Workshop – Creating, Viewing and Analyzing

The students will engage with the concept of body in motion and its various interpretations. The first part of the workshop will be to create a short movement routine.The movements will be created by the students and will be organically knitted together like a dance routine. The second session of the workshop will enable the students to work in pairs, trios and or small group to see how the created routine changes (or does not) when danced; using multiple bodies. This module will introduce the concept of choreography and its relation to body and affect.
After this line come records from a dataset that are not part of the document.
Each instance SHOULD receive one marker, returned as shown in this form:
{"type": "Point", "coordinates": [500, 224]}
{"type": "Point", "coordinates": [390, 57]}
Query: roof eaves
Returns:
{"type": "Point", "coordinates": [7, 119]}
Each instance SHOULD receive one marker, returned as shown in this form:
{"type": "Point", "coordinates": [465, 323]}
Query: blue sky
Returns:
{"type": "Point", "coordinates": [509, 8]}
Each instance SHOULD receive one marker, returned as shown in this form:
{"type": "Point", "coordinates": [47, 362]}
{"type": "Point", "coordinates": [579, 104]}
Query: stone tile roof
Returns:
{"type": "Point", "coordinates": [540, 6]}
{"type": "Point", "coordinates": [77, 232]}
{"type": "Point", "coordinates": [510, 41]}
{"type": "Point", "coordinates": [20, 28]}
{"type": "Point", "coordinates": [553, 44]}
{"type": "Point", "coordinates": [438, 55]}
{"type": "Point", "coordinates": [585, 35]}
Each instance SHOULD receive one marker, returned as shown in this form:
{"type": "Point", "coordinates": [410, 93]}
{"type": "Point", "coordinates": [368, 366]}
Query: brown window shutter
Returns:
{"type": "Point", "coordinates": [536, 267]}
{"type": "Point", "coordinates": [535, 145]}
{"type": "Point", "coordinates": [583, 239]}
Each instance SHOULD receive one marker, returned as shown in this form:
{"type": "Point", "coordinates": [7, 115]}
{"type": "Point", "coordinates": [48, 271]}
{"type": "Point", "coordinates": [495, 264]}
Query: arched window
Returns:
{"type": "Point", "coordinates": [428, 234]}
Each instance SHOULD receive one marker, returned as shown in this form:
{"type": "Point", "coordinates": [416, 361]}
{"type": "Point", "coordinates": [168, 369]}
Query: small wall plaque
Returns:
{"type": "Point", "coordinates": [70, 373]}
Viewing/Video screenings: The cohort will simultaneously view works of choreographers like Chandralekha and Akram Khan who have dealt multiple inquiries vis-à-vis choreography, bodies and affect.

Sharira by Chandralekha

Dust by choreographer – Akram Khan/ can also be substituted with any live performance happening at the same time.

Week 5 & 6

  1. Understanding ‘WHY DANCE?’
  2. Seminar – Brief introduction to Dance Studies / Dance related research.
  3. The seminar will focus on discussions that will be brought forth by the students through their experience from the earlier week’s exercise. The introduction to dance related research and dance studies will help the students to understand the various possibilities of thinking through/of dance and movement. This will be crucial since the practical engagement within the course will be critically perceived rather than just as general compositions. The brief introductions to methods and frameworks will help in understanding the practical purpose of creating dance and the process of meaning making. It will also help them to understand the discourses around how dance is written or is analyzed as a broader field. The seminar will be anchored through some excerpts from the following readings which contextualizes dance studies and historiography.
  4. O’ Shea, Janet, “Roots/Routes of Dance Studies”, in The Routledge Dance Research Journal II Edition 2008: 1-17
  5. Fraleigh, H. Sondra, “Family Resemblance”, in Researching Dance: Evolving modes of inquiry, 1999: 3-22.

Assessment for learning: Will incorporate a critical dialogue between Week 1 – 6.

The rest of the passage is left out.